Texto y fotos de Juan Domingo Urbano
Cúmulos, estratos, cirros y nimbos, son los nombres que se da a la formación de agua y gases que apreciamos en el cielo. ¡Algo tienen las nubes! No hay experiencia más sublime, convengamos, que tenderse en el pasto a mirar esas masas blancas –ovejas, algodones, espuma, fantasmas, brochazos– avanzando allá muy lejos. Para los que han tenido la oportunidad de volar en avión, de seguro les habrá sorprendido al traspasar el colchón de nubes, encontrarse siempre sobre la superficie y sin importar incluso que abajo esté nublado, con un sol radiante. El cielo es sorprendente. Ni hablar de la Tierra. Porque si la geografía es el pasado –que lo digan las montañas– las nubes corresponden al presente. Y hasta me animo a decir que, en ocasiones, lo que imaginamos o proyectamos como el futuro, ya parece estar anunciado en clave sobre nuestras cabezas. ¿El destino en el cielo? Antigua tarea esa, practicada por los mayas, los griegos y por los niños. Nuestros ojos vueltos hacia la altura, ganan su momento de contemplación a ese bien tan preciado que es el tiempo, reconociendo lo diminutos que somos ante tamaña dimensión del mundo… ¡Como un océano invertido!
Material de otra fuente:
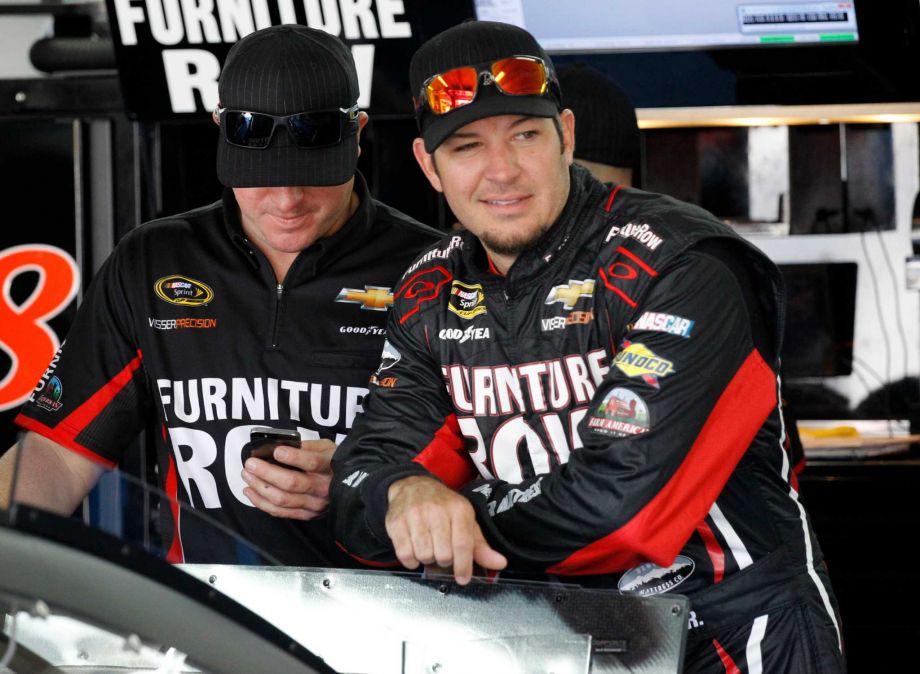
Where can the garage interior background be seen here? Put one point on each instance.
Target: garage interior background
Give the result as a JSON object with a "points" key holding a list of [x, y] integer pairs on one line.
{"points": [[809, 151]]}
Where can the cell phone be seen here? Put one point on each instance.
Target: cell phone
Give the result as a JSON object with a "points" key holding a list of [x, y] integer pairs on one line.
{"points": [[264, 439]]}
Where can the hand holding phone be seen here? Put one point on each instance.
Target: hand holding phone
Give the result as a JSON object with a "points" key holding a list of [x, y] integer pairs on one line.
{"points": [[264, 439]]}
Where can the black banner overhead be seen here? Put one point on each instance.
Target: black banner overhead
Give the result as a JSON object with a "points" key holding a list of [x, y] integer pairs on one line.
{"points": [[170, 52]]}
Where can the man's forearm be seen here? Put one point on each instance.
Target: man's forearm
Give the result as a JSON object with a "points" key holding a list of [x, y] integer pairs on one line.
{"points": [[46, 475]]}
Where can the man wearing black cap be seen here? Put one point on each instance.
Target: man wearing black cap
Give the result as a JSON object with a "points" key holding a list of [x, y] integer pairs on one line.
{"points": [[267, 308], [608, 132], [584, 382]]}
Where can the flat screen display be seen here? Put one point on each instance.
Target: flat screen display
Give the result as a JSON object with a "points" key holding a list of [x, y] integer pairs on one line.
{"points": [[627, 25]]}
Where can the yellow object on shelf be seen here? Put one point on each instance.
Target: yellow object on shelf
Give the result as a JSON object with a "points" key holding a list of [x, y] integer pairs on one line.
{"points": [[832, 432]]}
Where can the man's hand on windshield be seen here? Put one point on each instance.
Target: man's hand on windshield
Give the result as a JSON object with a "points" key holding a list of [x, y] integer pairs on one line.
{"points": [[431, 524], [299, 489]]}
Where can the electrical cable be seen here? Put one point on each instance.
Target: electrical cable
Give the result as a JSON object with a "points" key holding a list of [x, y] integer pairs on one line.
{"points": [[881, 321], [11, 647]]}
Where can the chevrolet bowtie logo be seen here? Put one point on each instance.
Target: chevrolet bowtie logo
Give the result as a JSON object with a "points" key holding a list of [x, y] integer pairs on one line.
{"points": [[372, 298], [569, 294]]}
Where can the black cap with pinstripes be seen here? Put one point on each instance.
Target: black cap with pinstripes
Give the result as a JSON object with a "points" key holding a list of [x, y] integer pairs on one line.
{"points": [[467, 44], [283, 70]]}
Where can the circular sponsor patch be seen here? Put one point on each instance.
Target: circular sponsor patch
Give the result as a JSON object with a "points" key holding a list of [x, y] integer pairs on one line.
{"points": [[648, 578], [621, 413], [467, 301], [183, 291]]}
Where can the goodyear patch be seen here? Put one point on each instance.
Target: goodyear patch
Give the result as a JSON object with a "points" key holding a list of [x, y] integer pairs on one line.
{"points": [[372, 298], [570, 293], [637, 360], [183, 291], [620, 414], [649, 579], [466, 300]]}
Así se llama la última crónica de Roberto Arlt. La escribió por anticipado (como lo hizo desde su primer día en el diario El Mundo en 1928 hasta 1942), lo que permitió a su editor publicarla de manera póstuma el 27 de julio. Las prensas no debían detenerse. Sus lectores no pudieron brindarle un mejor homenaje que leerlo mientras lo velaban. La crónica es sencilla, y refiere al caso, excepcional para Arlt (de ahí que lo comente), de un inmigrante, hijo de zapatero, que fue poeta y taxista en Manhattan, y que justo el ’42 publicó el libro “Geografía de la mente”, llamando la atención de los críticos y la beca Guggenheim. Su nombre George Zabriskie. Escribe Arlt: “Los días transcurrían entre sus manos y conducía su automóvil por los desfiladeros de sombras que son las calles de Nueva York, mirando con la mirada a veces vacía el perfil de los rascacielos que en la altura próxima del cielo tienen un tono de canela rosada (…). Cuando doblaba la cabeza hacia arriba, millares y millares de ventanas de los rascacielos parecían que iban a desplomarse sobre sus ojos, y entonces pensaba en los bosques que aún subsisten en las llanuras quebradas, en los ríos que serpentean ociosos entre los prados esmaltados”.
Vuelvo otra vez sobre esto de las nubes, y recuerdo la descripción de Piglia, referida por terceros, que cuenta cómo cuando murió Arlt debieron sacar su ataúd amarrado con poleas por la ventana de su pensión, y que esa imagen suya, sostenida sobre el cielo de Buenos Aires, es el lugar, pontifica Piglia, que ocupa Arlt en la literatura argentina hasta nuestros días, y blá, blá, blá. Entonces me remito a la reflexión de Vila-Matas, también sin confirmar, que la nieve sería muy monótona si Dios no hubiera creado los cuervos. Luego extiende la imagen para hacer una analogía con la escritura –era que no– y habla de la página en blanco, la hoja que como una aventura es enfrentada por los escritores, mientras los tenebrosos cuervos negros los acechan. Miro, precisamente en este instante, mientras anoto en mi libreta, el avance de unas nubes desperdigadas allá muy lejos. Su blanco es la hoja donde escribo. Y me digo que la aventura no puede terminar. Suscribiendo de paso a Bolaño citando a Breton, pero intencionadamente refiriéndose a Nicanor Parra, con eso de que la hora de sentar cabeza no llegará jamás. Y todo eso sé, o quiero creerlo, se encuentra escrito en el cielo.